It’s been a few weeks since I’ve posted. I’d say I’m sorry but honestly? The holiday season is hectic at the best of times, plus it’s when my seasonal depression is at its absolute worst so I think I’m just going to give myself a pass. So in the interest of easing myself back into things, here is a bit of a low effort post that still is something I feel very strongly about.

I was perusing my facebook memories, as you do, when I found a rant I posted there a year ago. I cannot at all remember what sparked it in that particular instance, but wow does it still ring true for me. This is just a thing that I have experienced over and over and over and over again. It doesn’t end. It never ends. What’s sad is that the only way out of it that I’ve found is to simply trust people less.

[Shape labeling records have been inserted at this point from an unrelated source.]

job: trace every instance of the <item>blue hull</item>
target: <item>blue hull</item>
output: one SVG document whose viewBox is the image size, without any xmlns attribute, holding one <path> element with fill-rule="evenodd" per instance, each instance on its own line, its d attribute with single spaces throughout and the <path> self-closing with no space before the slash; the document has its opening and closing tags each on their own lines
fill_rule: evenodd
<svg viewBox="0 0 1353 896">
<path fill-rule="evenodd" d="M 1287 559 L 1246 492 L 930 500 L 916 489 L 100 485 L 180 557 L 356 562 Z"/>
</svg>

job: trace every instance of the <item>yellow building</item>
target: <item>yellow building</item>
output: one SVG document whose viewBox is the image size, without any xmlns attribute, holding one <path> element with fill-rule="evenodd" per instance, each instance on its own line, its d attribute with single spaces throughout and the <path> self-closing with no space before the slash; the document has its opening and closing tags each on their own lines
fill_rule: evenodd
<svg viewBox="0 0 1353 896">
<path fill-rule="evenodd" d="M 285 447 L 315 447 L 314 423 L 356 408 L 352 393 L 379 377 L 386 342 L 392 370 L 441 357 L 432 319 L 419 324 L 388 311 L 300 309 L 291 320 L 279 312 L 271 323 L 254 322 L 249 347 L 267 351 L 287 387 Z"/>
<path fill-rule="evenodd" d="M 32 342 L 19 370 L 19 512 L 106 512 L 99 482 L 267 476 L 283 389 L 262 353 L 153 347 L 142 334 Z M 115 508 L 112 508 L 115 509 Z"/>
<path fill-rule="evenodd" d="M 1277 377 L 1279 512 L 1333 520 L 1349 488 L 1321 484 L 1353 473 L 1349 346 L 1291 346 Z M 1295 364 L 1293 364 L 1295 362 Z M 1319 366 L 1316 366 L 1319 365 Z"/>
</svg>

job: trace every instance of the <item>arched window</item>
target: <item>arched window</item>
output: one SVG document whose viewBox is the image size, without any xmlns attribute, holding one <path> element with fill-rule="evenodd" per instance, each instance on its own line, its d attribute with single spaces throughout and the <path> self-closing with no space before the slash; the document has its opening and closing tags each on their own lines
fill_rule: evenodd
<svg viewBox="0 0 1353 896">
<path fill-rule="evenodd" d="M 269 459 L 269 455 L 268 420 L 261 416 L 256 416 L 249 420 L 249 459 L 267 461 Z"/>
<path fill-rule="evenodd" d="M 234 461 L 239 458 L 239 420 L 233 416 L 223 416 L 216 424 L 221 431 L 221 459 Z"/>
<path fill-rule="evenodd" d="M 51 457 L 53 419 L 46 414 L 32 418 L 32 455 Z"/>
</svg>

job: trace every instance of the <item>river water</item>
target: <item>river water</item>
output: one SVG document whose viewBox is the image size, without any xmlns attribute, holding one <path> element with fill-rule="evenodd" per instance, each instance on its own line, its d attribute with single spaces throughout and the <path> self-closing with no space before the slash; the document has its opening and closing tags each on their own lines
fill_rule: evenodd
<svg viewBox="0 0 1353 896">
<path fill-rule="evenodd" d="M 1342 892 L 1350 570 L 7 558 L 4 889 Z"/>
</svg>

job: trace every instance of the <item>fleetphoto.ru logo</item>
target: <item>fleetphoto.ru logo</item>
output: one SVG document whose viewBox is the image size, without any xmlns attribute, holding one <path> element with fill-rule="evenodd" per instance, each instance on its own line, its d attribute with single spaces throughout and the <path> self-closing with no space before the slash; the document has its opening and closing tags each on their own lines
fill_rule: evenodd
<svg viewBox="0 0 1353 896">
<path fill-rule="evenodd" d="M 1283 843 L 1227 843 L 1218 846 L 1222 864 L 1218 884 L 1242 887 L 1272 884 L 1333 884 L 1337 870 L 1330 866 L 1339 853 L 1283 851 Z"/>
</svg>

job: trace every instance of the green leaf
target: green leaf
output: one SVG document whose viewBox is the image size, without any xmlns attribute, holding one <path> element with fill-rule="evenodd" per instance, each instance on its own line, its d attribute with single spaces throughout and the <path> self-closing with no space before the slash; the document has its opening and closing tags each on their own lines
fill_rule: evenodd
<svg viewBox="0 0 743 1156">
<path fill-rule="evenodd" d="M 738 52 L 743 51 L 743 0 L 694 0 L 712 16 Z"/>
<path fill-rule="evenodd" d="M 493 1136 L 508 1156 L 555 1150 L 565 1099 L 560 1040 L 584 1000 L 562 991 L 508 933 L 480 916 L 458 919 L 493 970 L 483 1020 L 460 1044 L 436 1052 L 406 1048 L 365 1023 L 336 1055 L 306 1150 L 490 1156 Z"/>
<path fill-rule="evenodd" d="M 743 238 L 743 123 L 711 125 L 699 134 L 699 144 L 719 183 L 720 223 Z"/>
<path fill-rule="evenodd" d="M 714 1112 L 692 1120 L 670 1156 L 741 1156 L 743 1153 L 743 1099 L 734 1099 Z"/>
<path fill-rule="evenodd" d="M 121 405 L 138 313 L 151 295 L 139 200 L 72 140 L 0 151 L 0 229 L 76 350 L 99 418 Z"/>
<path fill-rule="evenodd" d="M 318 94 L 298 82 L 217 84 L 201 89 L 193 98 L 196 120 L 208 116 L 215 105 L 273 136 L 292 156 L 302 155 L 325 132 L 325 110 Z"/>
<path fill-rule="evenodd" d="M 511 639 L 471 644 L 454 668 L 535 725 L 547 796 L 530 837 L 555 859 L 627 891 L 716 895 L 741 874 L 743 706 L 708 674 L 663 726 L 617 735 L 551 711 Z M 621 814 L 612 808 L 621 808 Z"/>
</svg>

Onto the rant/metaphor, copied directly from my facebook post: 

I’ve been perseverating for days now. Writing it out isn’t helping. Anyway, here is a rant.

Let’s say there is a pitch-black room. Complete and utter darkness. Not only that, but the person telling you to go into that room refuses to give you a flashlight. They say, “oh, it’s ok. You’re really careful, I’m sure you’ll be fine.” Your first thought is to just not go in that fucking room, right? You have no idea how big it is, what shape it is, what’s in it, ANYTHING. There could be sharp things, there could be delicate things, you could get hurt, you could hurt something or even someONE else. It’s not worth the risk! No amount of meaningless reassurance changes the ridiculous level of risk. Also, no amount of being careful will prevent you from crashing into things. But let’s say that for whatever reason you have to go into that room. So you’re super careful and cautious. Maybe the person who refuses to give you a fucking flashlight INSISTS that it’s totally ok, you’ll be fine, they get it, it’s dark, mistakes are ok! They’d give you a flashlight if they had one! Oh, it’s just too bad! Don’t worry about it, you’ll be fine. So you creep in. You go slowly and carefully. And if you’re very VERY lucky, all you bump into is a wall. But the longer you stay in there, the more likely it is that eventually you’ll run into something dangerous. That you’ll break something, or trip over the edge of a carpet, or hit something and hurt yourself.

You know what happens after that? Well I do, because I’ve lived it multiple times. The person who sent you in gets REALLY ANGRY WITH YOU. HOW DARE YOU? YOU BROKE SOMETHING VALUABLE! HOW COULD YOU HAVE MISSED THAT? Oh, it was dark? I DON’T CARE ABOUT YOUR EXCUSES YOU SHOULD HAVE KNOWN BETTER. YOU SHOULD HAVE BEEN MORE CAREFUL.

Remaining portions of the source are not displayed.